New power plants blamed for turning Mekong River blue – The Times

https://www.thetimes.co.uk/article/new-power-plants-blamed-for-turning-mekong-river-blue-wnsj098lx?

The Japanese government-funded Lao-Nippon Bridge crosses the Mekong River outside Pakse in Laos (Simon Roughneen)

PHNOM PENH – With horror images showing fields of plastic rubbish bobbing on turquoise seas around the world, one could be forgiven for welcoming the sight of one of the world’s great rivers turning a fresh blue.

However the azure hue seen in recent weeks along stretches of the Mekong is stirring concerns that dozens of hydroelectric dams, the biggest of which are in China, are interrupting the river’s natural flow and blocking sediment that should be carried to farmland downriver that helps feed 60 million people.

Earlier this month the Mekong River Commission, a regional intergovernmental body, put the colour change down to “extremely low flow, slow drop in the river sediments,” after warning last month that the Mekong region could face serious drought over the turn of the year.

Over the past month two new hydropower projects opened on the Laotian part of the river, with the 1.3 gigawatt Xayaburi dam built to export electricity to Thailand and the smaller Don Sahong project helping to power the grid in Cambodia, where outages are common even in capital Phnom Penh.

On Tuesday Utrecht University published scientific research saying that “increased salt intrusion and tides in the Mekong Delta relate to sediment starvation from upstream dams and sand mining in the delta.”

The Mekong runs for nearly 3,100 miles through or along China, Laos, Myanmar, Thailand, Cambodia, filling a vast rice-bowl delta in Vietnam that then empties into the South China Sea around Ho Chi Minh City, once known as Saigon. Vietnam’s National Center for Hydrometeorological Forecasting said on Tuesday that the delta could face a 35-40% decrease in water flow between now and February.

The Mekong, a popular cruise route for tourists, irrigates or fertilises a catchment area three times the size of the U.K., taking in Cambodia’s Tonle Sap, the biggest lake in Southeast Asia.

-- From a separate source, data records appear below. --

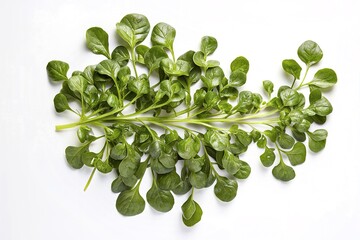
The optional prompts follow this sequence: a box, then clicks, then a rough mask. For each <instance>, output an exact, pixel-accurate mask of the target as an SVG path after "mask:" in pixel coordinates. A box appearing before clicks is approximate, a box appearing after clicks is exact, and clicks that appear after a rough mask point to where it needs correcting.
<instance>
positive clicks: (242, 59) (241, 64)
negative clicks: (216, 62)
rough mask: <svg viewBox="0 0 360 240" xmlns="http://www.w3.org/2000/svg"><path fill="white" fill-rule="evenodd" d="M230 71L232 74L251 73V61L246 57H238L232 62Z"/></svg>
mask: <svg viewBox="0 0 360 240" xmlns="http://www.w3.org/2000/svg"><path fill="white" fill-rule="evenodd" d="M230 69H231V71H232V72H234V71H236V70H241V71H242V72H244V73H247V72H248V71H249V61H248V60H247V59H246V58H245V57H242V56H240V57H237V58H235V59H234V60H233V61H232V62H231V65H230Z"/></svg>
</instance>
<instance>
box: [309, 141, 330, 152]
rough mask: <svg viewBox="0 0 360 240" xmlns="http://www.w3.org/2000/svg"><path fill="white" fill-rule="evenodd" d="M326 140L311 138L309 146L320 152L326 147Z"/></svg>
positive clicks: (314, 151) (316, 151)
mask: <svg viewBox="0 0 360 240" xmlns="http://www.w3.org/2000/svg"><path fill="white" fill-rule="evenodd" d="M325 145H326V140H322V141H315V140H313V139H312V138H310V139H309V148H310V150H311V151H313V152H315V153H316V152H320V151H321V150H323V149H324V148H325Z"/></svg>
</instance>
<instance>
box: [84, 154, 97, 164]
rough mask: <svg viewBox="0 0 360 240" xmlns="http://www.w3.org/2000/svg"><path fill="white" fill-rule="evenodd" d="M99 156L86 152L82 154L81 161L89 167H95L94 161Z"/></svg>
mask: <svg viewBox="0 0 360 240" xmlns="http://www.w3.org/2000/svg"><path fill="white" fill-rule="evenodd" d="M96 157H97V154H96V153H93V152H84V153H82V154H81V161H82V162H83V163H84V164H85V165H86V166H88V167H94V160H95V159H96Z"/></svg>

Annual monsoon rains deluge the river and lake, causing the flow to reverse and carry huge quantities of fish into the the nets of eager fishermen waiting on the lake’s still waters. As the monsoon ends, the waters revert and fish and sediment are washed upstream and downstream.

This year, however, the phenomenon barely made a ripple. “Typically the Tonle Sap heartbeat – the duration from the beginning of its expansion to the beginning of its contraction is four to five months – but this year it only lasted for five weeks due to the combined factors of the El Nino drought and upstream dams,” said Brian Eyler, author of Last Days of the Mighty Mekong.

“Most signals point to a new normal for the Mekong system – one where efforts will likely shift from avoiding the worst impacts from dams and climate change to struggling through and adapting to those impacts as they continue to affect the region,” Eyler warned.

Concerns have also been flagged about the river’s wildlife. The 300kg Mekong catfish, one of the world’s biggest freshwater fish, is listed as endangered, while Irrawaddy dolphin population was a mere 92 at last count a year ago, a slight increase on the 80 recorded in 2015 after fishing restrictions were imposed on Cambodian stretches of the river.